Kemunculan buzzer menandai awal mula peran penting media sosial dalam komunikasi digital di Indonesia.
Pada awalnya, buzzer dikenal sebagai individu atau akun yang dapat mengamplifikasi pesan dan membangun percakapan di media sosial untuk tujuan tertentu, seperti promosi perusahaan.
Peran buzzer mengalami perubahan signifikan pada Pilkada DKI Jakarta 2012. Menurut Saraswati (2018), buzzer pada periode ini dibagi menjadi dua jenis, yakni buzzer yang tidak dibayar dan buzzer yang dibayar.
Buzzer yang tidak dibayar bertugas mendistribusikan pesan secara sukarela untuk mendukung kandidat tertentu.
Sementara buzzer yang dibayar bertugas untuk mendukung kelompok politik lain. Misalnya, akun Twitter @triomacan2000 digunakan untuk menyerang kehidupan pribadi salah satu kandidat.
Peran buzzer yang awalnya positif mulai bergeser menjadi negatif karena pesan-pesan mereka sering kali bersifat menyerang.
Penggunaan buzzer dalam kampanye politik bukan hanya terjadi di Indonesia.
Di Amerika Serikat, kemenangan Donald Trump pada pilpres 2016 turut didukung oleh buzzer.
Tugasnya adalah menyebarkan informasi provokatif dan memicu kebencian terhadap lawan Trump, yakni Hillary Clinton.
Sebelumnya, Barack Obama pada 2008 juga berhasil memanfaatkan media sosial untuk mengorganisir dan memobilisasi dukungan masyarakat dalam kampanye politiknya.
Strategi tersebut kemudian menginspirasi banyak politisi di seluruh dunia, termasuk di Indonesia.
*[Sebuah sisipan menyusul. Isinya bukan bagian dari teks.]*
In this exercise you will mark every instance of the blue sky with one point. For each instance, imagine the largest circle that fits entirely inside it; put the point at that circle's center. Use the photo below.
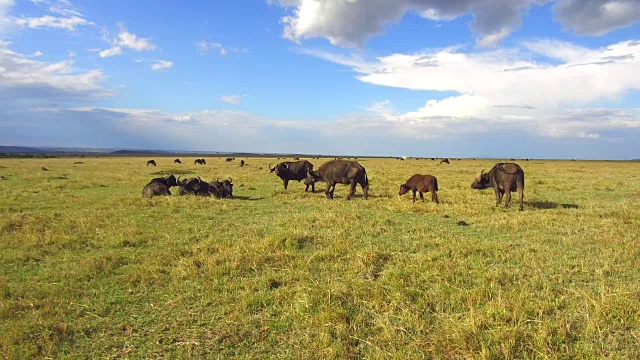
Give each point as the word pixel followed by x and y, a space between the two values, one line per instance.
pixel 503 78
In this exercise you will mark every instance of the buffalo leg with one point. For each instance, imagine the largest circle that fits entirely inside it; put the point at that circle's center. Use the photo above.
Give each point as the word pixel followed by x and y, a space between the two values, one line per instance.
pixel 521 197
pixel 507 199
pixel 328 192
pixel 352 189
pixel 365 189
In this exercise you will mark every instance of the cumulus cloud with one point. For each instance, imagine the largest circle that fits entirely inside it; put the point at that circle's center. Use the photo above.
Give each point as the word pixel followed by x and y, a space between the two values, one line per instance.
pixel 505 87
pixel 161 65
pixel 597 17
pixel 205 46
pixel 232 99
pixel 125 39
pixel 111 52
pixel 29 79
pixel 67 17
pixel 349 23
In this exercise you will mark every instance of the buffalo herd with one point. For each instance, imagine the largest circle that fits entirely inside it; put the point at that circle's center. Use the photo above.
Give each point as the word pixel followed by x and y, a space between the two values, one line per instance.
pixel 504 178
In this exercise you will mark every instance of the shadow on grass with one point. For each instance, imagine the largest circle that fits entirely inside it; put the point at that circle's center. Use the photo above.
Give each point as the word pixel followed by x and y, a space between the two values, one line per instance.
pixel 246 198
pixel 550 205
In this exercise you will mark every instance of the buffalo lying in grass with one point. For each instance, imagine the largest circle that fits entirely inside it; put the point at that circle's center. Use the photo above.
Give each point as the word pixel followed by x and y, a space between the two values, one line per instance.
pixel 159 186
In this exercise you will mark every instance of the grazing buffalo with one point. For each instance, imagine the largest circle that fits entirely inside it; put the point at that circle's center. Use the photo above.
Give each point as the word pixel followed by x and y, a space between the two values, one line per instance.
pixel 421 184
pixel 222 189
pixel 293 170
pixel 159 186
pixel 504 178
pixel 340 172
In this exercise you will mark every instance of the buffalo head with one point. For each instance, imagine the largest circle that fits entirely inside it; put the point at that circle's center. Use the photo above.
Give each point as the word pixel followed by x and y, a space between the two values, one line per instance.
pixel 481 182
pixel 404 188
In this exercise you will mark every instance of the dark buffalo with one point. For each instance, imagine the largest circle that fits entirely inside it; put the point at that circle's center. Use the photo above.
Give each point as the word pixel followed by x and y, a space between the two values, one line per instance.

Industri Buzzer di Indonesia
Industri buzzer di Indonesia terus berkembang setelah momentum Pemilihan Kepala Daerah (Pilkada) DKI Jakarta 2012.
Twitter menjadi platform utama yang digunakan untuk menyampaikan kampanye politik dan ujaran kebencian kepada lawan.
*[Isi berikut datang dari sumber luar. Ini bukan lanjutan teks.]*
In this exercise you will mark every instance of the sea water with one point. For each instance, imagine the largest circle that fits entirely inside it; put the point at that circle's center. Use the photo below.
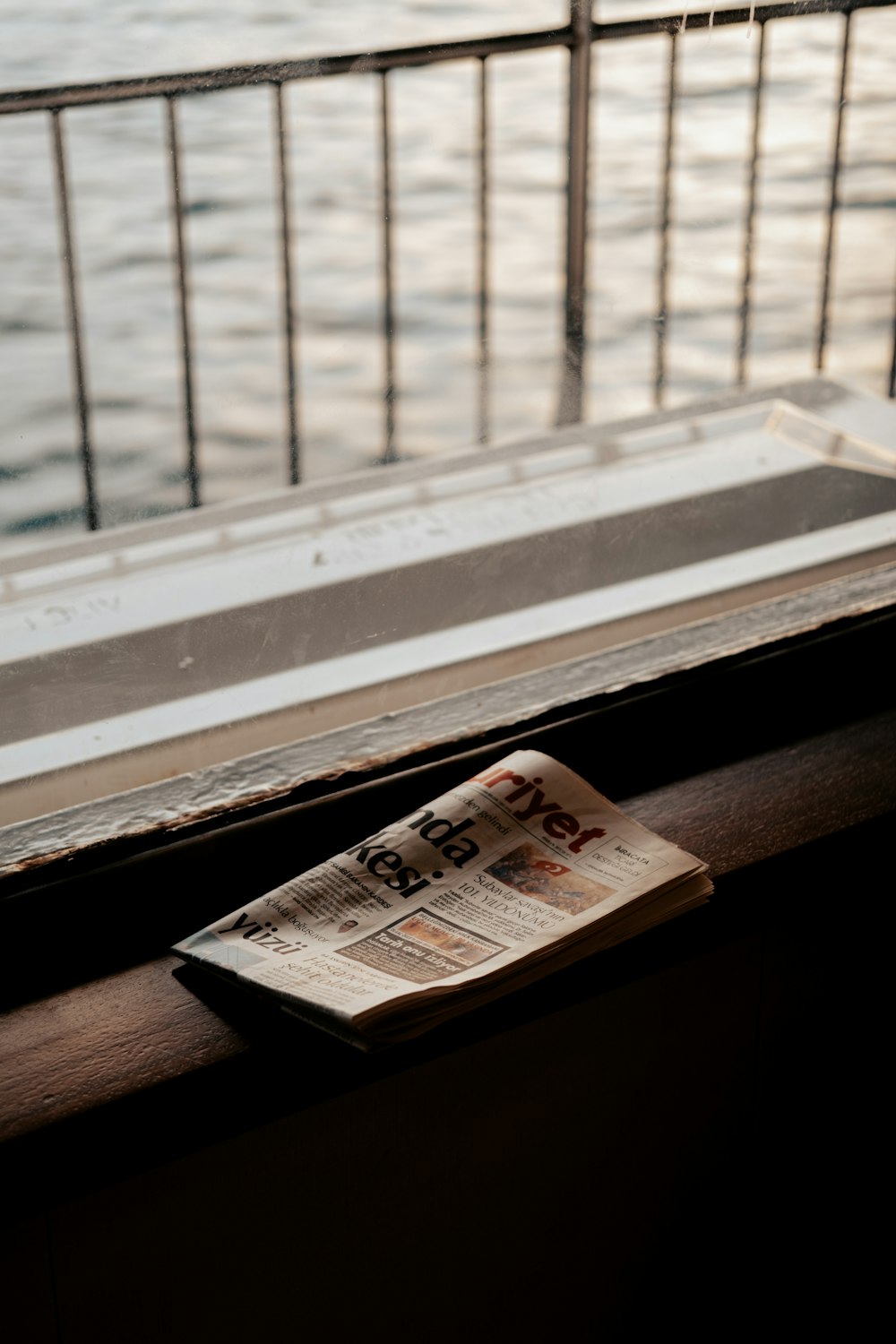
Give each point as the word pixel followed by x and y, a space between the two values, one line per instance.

Sejak saat itu, publik mulai mengenal adanya istilah "perang status" atau "twitwar" untuk menyebut perang antara akun-akun di media sosial.
Fenomena ini kembali muncul pada Pemilihan Umum (Pemilu) 2014, 2019, dan Pilkada DKI Jakarta 2017, dengan dua isu utama yakni politik identitas dan sentimen agama.
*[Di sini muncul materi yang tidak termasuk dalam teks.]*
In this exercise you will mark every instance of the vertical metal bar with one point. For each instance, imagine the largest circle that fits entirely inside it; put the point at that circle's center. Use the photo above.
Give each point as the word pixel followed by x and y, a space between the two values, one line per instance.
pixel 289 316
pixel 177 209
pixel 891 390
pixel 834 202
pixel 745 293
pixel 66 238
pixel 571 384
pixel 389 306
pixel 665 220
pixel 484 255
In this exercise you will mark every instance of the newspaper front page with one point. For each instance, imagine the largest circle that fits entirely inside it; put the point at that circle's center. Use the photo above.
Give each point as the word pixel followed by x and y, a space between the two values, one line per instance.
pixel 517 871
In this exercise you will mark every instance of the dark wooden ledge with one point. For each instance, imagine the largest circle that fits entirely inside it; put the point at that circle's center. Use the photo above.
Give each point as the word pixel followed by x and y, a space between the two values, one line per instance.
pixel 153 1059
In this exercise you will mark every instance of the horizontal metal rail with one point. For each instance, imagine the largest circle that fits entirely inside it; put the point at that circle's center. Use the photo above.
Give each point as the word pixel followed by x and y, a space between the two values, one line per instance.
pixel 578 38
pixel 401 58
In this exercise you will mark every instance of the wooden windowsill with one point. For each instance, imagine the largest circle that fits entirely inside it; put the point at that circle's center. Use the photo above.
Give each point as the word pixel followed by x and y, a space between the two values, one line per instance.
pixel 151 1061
Seiring berjalannya waktu, peran buzzer semakin dianggap berbahaya bagi demokrasi.
Penelitian Felicia (2019) menyatakan buzzer dapat membentuk persepsi publik terhadap kandidat politik tertentu melalui hoax dan ujaran kebencian.
Mereka sering mengedepankan percakapan penuh amarah dan menjadi agen penyebar hoax yang dapat memecah belah masyarakat.
Selanjutnya, penelitian yang dilakukan Syahputra (2017) mencatat bahwa buzzer di Indonesia lebih mengedepankan ujaran kebencian dan perdebatan yang tidak sehat untuk merusak tatanan sosial dan politik.
Kesimpulannya, peran buzzer dalam media sosial Indonesia telah berubah dari alat pemasaran menjadi senjata politik yang kontroversial.
Dengan pengaruh besar yang mereka miliki, maka publik perlu mengawasi dan mengatur penggunaan buzzer agar tidak merusak proses demokrasi dan memecah belah masyarakat.
Semua pihak harus berupaya memastikan bahwa media sosial digunakan secara positif dan konstruktif dalam kontestasi politik demi menjaga kesehatan demokrasi dan keutuhan sosial.